Lab 3: System Integration and Radio Communication

Objective

-Integrate components in labs 1, 2 and milestones 1, 2
+Robot that can start on a 660Hz tone
+Navigate small test maze autonomously
-Work on radio component to communicate maze information between the robot and base station

Radio Communication

The first part of the lab was to use radio communication to send information from our robot Arduino to our Base Station Arduino. Once we got the GUI and sample radio code downloaded, we were able to get the example code working.

We were able to decide on an encoding for maze information and also decode those messages. We use 16 bits, the least four significant bits encode the color and shape of any treasure that is present. The next four bits each represent a wall in one of the four cardinal directions. The next seven bits encode the coordinates. To encode the coordinates, we use a single number. When that number is divided by n in (we assume the maze is size n-by-n), the remainder is the x-coordinate and the quotient is the y-coordinate. The final bit indicates whether or not another robot is detected.

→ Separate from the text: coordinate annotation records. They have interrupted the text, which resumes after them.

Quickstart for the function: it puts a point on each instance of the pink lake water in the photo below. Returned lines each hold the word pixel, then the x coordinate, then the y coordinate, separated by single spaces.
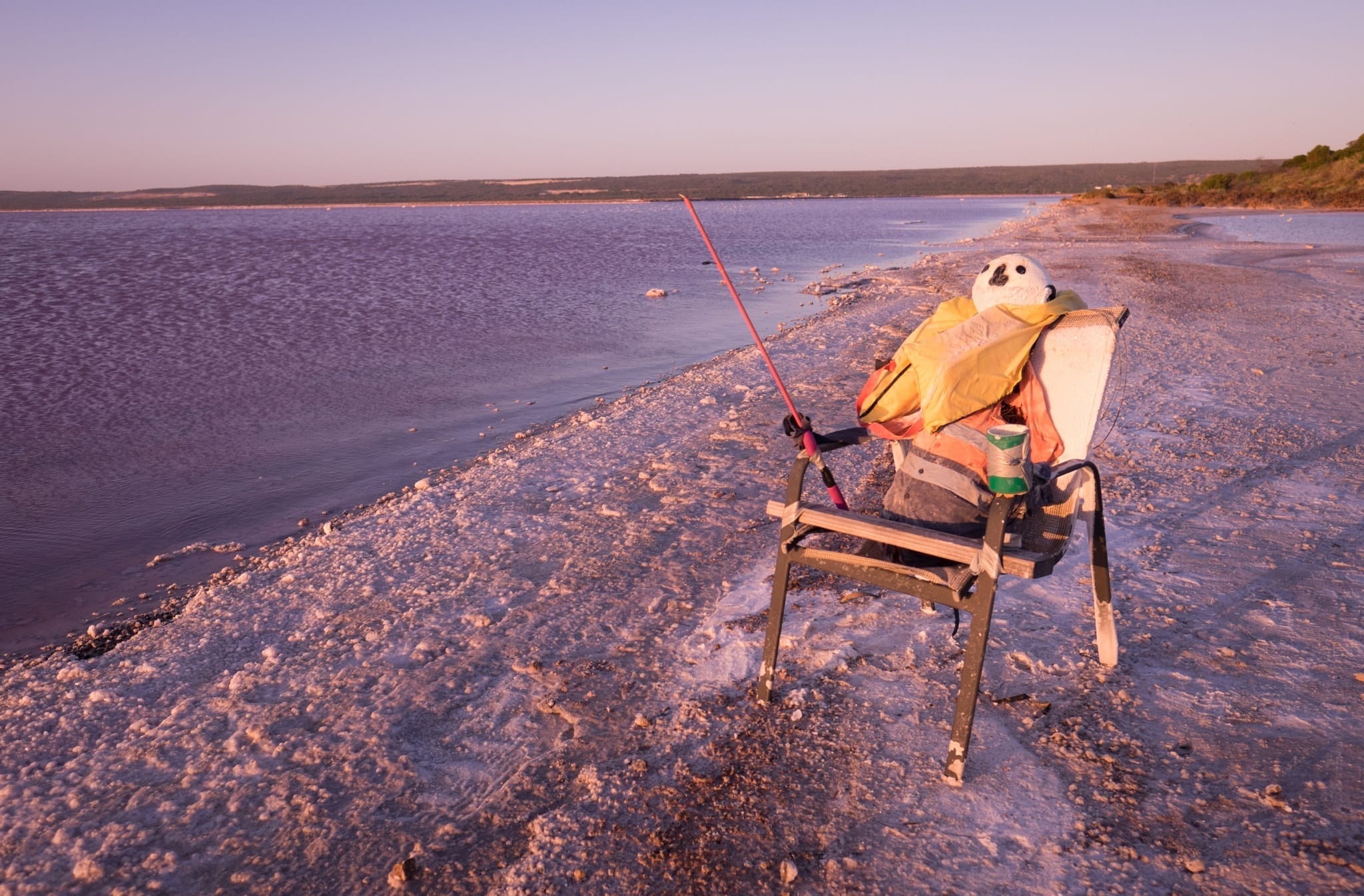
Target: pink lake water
pixel 169 378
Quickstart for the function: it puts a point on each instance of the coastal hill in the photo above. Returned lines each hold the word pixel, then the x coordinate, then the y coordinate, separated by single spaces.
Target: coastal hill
pixel 1319 179
pixel 925 182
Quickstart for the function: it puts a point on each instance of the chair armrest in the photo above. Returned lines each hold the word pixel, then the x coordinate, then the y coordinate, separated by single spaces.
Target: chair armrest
pixel 955 549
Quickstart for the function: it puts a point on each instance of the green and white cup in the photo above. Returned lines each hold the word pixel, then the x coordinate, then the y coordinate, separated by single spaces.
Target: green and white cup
pixel 1007 460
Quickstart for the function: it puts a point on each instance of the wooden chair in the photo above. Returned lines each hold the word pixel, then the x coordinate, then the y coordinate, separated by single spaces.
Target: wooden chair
pixel 1072 361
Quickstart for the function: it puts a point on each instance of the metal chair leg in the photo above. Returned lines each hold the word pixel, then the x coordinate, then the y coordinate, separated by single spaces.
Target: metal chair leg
pixel 982 608
pixel 781 577
pixel 1105 633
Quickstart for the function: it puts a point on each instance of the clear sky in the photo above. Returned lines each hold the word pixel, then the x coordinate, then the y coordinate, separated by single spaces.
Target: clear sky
pixel 137 93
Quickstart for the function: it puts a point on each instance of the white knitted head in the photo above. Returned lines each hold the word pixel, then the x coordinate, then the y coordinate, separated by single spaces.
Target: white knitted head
pixel 1011 280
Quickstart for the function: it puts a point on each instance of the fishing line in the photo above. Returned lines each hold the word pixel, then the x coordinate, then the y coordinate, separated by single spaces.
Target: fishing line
pixel 812 448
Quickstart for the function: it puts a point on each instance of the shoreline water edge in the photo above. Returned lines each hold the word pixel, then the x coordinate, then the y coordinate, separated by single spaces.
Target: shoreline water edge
pixel 138 538
pixel 532 671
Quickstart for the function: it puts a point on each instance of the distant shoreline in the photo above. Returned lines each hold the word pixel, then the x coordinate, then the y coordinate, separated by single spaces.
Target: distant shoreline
pixel 990 180
pixel 520 202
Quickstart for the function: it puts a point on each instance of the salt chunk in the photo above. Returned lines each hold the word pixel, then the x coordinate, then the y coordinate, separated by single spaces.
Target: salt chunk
pixel 88 871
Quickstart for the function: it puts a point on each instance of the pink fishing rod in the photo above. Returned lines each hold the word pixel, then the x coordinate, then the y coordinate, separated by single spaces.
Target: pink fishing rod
pixel 812 448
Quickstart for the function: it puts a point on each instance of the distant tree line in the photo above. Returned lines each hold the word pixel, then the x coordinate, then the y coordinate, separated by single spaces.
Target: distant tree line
pixel 924 182
pixel 1322 178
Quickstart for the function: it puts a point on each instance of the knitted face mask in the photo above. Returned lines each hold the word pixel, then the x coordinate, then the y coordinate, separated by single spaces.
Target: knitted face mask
pixel 1011 280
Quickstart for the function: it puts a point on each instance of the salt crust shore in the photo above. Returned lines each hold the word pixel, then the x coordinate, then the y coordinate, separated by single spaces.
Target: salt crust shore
pixel 535 677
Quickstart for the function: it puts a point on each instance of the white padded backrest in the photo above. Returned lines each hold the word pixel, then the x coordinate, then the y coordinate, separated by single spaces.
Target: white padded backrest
pixel 1072 361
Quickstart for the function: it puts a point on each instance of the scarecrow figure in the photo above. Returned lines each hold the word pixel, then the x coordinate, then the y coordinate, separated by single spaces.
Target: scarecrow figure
pixel 962 371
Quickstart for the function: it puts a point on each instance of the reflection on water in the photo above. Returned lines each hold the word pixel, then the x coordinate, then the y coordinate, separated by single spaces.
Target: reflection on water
pixel 180 377
pixel 1317 228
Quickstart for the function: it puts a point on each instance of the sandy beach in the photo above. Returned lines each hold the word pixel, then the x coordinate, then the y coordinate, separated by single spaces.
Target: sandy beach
pixel 535 676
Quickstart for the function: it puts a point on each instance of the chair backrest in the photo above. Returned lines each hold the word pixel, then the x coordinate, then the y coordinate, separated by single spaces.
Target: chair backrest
pixel 1072 363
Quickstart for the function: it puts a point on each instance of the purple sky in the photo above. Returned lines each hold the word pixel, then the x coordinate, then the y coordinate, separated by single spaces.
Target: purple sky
pixel 118 96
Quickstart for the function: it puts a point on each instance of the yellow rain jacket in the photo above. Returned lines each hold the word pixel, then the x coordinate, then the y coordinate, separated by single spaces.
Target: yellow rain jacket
pixel 956 363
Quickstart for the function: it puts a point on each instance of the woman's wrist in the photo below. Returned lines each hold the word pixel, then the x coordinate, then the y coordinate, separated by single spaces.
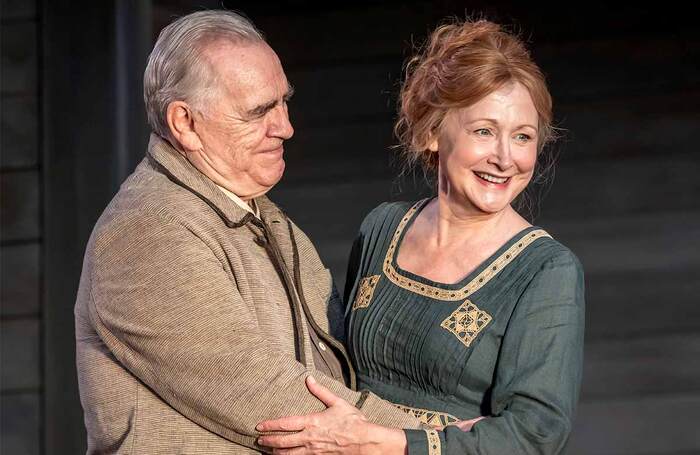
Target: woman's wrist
pixel 387 441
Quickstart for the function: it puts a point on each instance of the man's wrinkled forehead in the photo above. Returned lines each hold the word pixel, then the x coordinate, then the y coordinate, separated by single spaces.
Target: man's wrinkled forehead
pixel 249 73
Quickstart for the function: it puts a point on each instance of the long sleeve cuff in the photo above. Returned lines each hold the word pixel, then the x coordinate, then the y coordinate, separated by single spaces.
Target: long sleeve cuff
pixel 423 442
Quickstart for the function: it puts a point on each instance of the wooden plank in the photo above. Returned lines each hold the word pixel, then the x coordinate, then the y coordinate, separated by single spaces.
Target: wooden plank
pixel 657 123
pixel 19 213
pixel 19 60
pixel 634 242
pixel 19 131
pixel 20 272
pixel 589 70
pixel 642 303
pixel 20 354
pixel 643 366
pixel 341 94
pixel 642 426
pixel 20 424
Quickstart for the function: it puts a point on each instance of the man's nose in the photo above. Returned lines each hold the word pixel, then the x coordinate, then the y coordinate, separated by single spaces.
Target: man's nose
pixel 280 126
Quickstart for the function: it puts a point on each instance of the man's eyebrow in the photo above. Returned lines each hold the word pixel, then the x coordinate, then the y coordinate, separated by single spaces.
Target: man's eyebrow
pixel 262 109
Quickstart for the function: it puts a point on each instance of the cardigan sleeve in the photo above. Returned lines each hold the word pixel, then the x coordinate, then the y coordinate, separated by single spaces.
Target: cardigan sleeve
pixel 538 374
pixel 167 310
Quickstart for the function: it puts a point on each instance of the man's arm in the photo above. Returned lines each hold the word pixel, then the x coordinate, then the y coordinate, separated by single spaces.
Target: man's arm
pixel 168 311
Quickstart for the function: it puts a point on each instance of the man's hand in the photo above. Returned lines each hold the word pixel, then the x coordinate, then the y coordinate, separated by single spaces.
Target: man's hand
pixel 340 429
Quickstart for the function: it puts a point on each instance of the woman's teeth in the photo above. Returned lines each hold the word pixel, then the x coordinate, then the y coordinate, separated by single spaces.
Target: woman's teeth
pixel 492 178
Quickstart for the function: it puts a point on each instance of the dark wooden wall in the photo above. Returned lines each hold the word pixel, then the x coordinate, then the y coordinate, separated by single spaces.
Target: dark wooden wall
pixel 625 195
pixel 22 232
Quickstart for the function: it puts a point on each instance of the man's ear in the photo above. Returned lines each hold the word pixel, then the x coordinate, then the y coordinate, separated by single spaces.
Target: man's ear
pixel 181 123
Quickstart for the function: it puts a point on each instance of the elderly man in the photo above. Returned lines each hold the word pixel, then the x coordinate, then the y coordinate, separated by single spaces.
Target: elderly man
pixel 202 308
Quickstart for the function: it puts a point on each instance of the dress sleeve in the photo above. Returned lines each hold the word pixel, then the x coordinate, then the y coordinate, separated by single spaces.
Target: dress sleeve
pixel 538 375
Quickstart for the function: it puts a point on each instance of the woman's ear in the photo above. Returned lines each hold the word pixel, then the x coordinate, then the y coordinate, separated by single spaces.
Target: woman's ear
pixel 433 142
pixel 181 123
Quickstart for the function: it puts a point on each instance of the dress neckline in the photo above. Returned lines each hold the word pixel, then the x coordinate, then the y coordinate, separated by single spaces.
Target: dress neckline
pixel 471 283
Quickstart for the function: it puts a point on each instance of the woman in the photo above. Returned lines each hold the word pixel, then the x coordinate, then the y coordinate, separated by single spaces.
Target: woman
pixel 460 311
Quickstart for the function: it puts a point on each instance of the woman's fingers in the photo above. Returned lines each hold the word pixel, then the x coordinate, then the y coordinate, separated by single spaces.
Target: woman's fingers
pixel 283 441
pixel 322 393
pixel 290 423
pixel 294 451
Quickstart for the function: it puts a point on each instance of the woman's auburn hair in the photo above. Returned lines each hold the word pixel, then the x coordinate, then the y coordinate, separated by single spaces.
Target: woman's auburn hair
pixel 461 63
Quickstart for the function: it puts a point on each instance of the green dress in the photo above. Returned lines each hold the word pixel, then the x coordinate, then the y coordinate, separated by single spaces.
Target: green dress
pixel 506 342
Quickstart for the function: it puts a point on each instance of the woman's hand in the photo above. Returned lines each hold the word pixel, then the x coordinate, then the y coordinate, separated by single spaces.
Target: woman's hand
pixel 340 429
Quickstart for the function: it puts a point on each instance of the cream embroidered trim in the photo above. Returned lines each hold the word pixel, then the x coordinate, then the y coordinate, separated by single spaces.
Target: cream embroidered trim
pixel 433 443
pixel 432 418
pixel 453 294
pixel 466 322
pixel 365 291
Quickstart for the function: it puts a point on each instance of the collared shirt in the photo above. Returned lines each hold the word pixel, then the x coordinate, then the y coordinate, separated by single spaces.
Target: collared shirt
pixel 252 207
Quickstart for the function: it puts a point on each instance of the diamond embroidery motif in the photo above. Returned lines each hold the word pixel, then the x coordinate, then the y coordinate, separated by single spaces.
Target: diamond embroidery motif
pixel 432 418
pixel 364 294
pixel 466 322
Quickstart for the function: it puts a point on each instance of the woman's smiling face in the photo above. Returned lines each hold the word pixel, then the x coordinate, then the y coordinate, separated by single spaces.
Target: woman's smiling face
pixel 487 151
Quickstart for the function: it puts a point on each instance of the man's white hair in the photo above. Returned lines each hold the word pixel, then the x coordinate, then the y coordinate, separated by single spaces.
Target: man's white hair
pixel 176 70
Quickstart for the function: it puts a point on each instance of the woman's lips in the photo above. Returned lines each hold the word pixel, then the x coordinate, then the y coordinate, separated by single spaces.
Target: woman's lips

We created byte encodings of a maze in an array and loop through it to simulate traversing it using right hand wall following. We use bit masks and switch statements to decode each message, and then write the corresponding message to the GUI. While testing, we actually encountered a few problems with the GUI. First was that there were no sprites for treasures, so any cells that was supposed to have a treasure did not load. The second was that the last entry of the message sent to the GUI was parsed with a “\r\n” at the end of the parameter. This caused the parameter to be read as True, even if it was intended to be False. The meant that after we removed treasures from our maze, the last parameter was the west wall. Each cell in the GUI was drawn with a west wall even when we wrote false. To work around this, we added “robot=false” to the end of each message. If this bug is not fixed by the course staff, we will go into to Python code and correct the parsing. There was also an issue where the display would break and we would have to refresh the web browser. We were not able to identify the cause of this bug. The video below shows the traversal of our fake maze.

Once we got two radios again, we separated out our code to have one transmitter (the robot) and one receiver (the base-station). Again we had the transmitter loop through an array of integers, and each time we attempt to send the message. Because we want to receive each message exactly once, if there is no response from the base-station we keep trying to send it until the response is received. The video below shows one Arduino transmitting the messages and the other receiving and writing to the GUI.

Since our group has 2 fake Arduinos, we are unable to demonstrate the radios working with the robot traversing through the maze.

Robot Integration

For this part of the lab, the main task was to combine what we had working in milestone 2 with starting at a 660 Hz tone. We also had to add a left wall sensor to our robot as we did not have time to include one for milestone 2.

With this new sensor attached, we adjusted our right wall following logic to check for left walls if there is a wall and front and to the right. If there is no left wall we turn left, otherwise (meaning there are walls on all three sides), we make a 180 degree turn.

To add be able to detect the 660Hz tone, we added the circuitry from lab 2 to our robot. Because all of the analog input pins on the Arduino were occupied (2 line sensors, IR sensor, 3 wall sensors), we added a mux to increase the number of analog inputs we can have. By feeding the output of the microphone circuit and the IR to an 8 to 1 mux and using 3 digital output pins to select which mux input to use, we were able to integrate everything. We then only enter the loop() function if the microphone circuit is able to detect above a threshold in bin 5 of the fft of the microphone output. After the initial start sequence, the mux select is set to 1 so that the IR sensor reading is the input the Arduino. In this way, all aspects of the robot are able to work as intended.

Begins at the start tone and updates the GUI.